Stack overflow / SIGSEGV on copying u32 arrays

Hi all,

I recently started trying out Rust and I'm just trying small things that come to mind. The current snippet I'm trying out is a merge sort, I was checking (empirically) whether the asymptotic number of operations matches expectations - so I'm trying out big arrays. With half a million u32 elements, the code runs fine, but with a million u32, it runs into an error:

   Compiling RustExamples v0.1.0 (/data/git/personal/RustExamples)
    Finished `dev` profile [unoptimized + debuginfo] target(s) in 8.06s
     Running `target/debug/mergesort`

thread 'main' has overflowed its stack
fatal runtime error: stack overflow
[1]    8422 IOT instruction (core dumped)  cargo run --bin mergesort

I looked up how to understand a stack overflow error, I read I should use gdb:

GNU gdb (GDB) 16.3
...
(gdb) run
Starting program: /data/git/personal/RustExamples/target/debug/mergesort 
[Thread debugging using libthread_db enabled]
Using host libthread_db library "/usr/lib/libthread_db.so.1".

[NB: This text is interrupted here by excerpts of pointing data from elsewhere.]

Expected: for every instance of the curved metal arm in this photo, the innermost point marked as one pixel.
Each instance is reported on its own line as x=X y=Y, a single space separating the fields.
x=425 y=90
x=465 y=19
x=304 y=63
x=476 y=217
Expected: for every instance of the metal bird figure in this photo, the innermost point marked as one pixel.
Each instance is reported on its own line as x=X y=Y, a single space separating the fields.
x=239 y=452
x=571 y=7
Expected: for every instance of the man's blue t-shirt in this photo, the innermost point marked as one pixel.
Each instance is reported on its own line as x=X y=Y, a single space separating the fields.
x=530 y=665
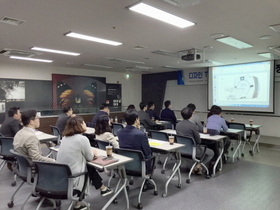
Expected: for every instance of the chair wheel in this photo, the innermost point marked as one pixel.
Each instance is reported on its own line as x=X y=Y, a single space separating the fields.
x=11 y=204
x=139 y=206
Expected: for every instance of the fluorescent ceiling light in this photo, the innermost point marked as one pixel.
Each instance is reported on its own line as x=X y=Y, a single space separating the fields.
x=160 y=15
x=55 y=51
x=93 y=39
x=31 y=59
x=124 y=60
x=88 y=64
x=234 y=42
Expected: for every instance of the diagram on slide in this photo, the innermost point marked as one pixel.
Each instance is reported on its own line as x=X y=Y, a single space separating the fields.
x=244 y=87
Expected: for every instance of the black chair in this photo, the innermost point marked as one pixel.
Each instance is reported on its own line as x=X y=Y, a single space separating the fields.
x=163 y=137
x=138 y=168
x=116 y=127
x=23 y=170
x=244 y=138
x=5 y=154
x=56 y=182
x=56 y=132
x=189 y=152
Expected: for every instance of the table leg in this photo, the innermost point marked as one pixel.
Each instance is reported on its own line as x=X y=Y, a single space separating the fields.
x=177 y=169
x=122 y=173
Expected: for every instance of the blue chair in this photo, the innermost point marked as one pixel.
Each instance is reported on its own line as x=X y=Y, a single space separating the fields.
x=189 y=152
x=138 y=168
x=55 y=181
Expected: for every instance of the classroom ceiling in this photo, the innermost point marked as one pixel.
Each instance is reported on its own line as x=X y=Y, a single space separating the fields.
x=46 y=21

Program received signal SIGSEGV, Segmentation fault.
0x000055555555bee1 in core::mem::swap<[u32; 1000000]> (x=<error reading variable: Cannot access memory at address 0x7fffff48b9d8>, y=<error reading variable: Cannot access memory at address 0x7fffff48b9e0>)
    at /rustc/05f9846f893b09a1be1fc8560e33fc3c815cfecb/library/core/src/mem/mod.rs:730
warning: 730    /rustc/05f9846f893b09a1be1fc8560e33fc3c815cfecb/library/core/src/mem/mod.rs: No such file or directory

The snippet in question is:

use rand::RngCore;
use rand::SeedableRng;
use rand::rngs::SmallRng;
use std::cmp;
use std::mem;

fn main() {

    let mut rng = SmallRng::seed_from_u64(42);

    const N: usize = 1000000;
    const M: u32 = 100000;

    let length = N;

    let mut array: [u32; N] = [0; N];
    let mut aux: [u32; N] = [0; N];

    for i in 0..N {
        array[i] = rng.next_u32() % M;
    }

    //println!("before sort: {:?}", array);

    let mut op: usize = 0;
    let mut step: usize = 1;

    while step < length {
        //println!("array={:?}", array);
        let mut index: usize = 0;
        while index < length {
            let mut i: usize = index;
            let n: usize = cmp::min(index + step, length);
            let mut j: usize = n;
            let m: usize = cmp::min(n + step, length);

            //println!("step={step}, index={index}");
            //println!("i={i}, n={n}");
            //println!("j={j}, m={m}");

            while i < n || j < m {
                if i < n && (j >= m || array[i] <= array[j]) {
                    aux[index] = array[i];
                    i += 1;
                } else if j < m && (i >= n || array[j] <= array[i]) {
                    aux[index] = array[j];
                    j += 1;
                }
                //println!("aux={:?}", aux);
                index += 1;
                op += 1;
            }
        }
        step *= 2;
        //println!("aux={:?}", aux);
        mem::swap(&mut array, &mut aux);
    }

    for i in 1..N {
        assert!(array[i - 1] <= array[i], "not sorted at index {i}: {:?}", array);
    }

    //println!("after sort: {:?}", array);
    println!("operations: {op}, length: {N}");
}

For mem::swap(&mut array, &mut aux), I was thinking to just swap the 2 arrays as pointers, instead of copying with array = aux... The latter also runs into an error, one that I also don't understand:

(gdb) run
Starting program: /data/git/personal/RustExamples/target/debug/mergesort 
[Thread debugging using libthread_db enabled]
Using host libthread_db library "/usr/lib/libthread_db.so.1".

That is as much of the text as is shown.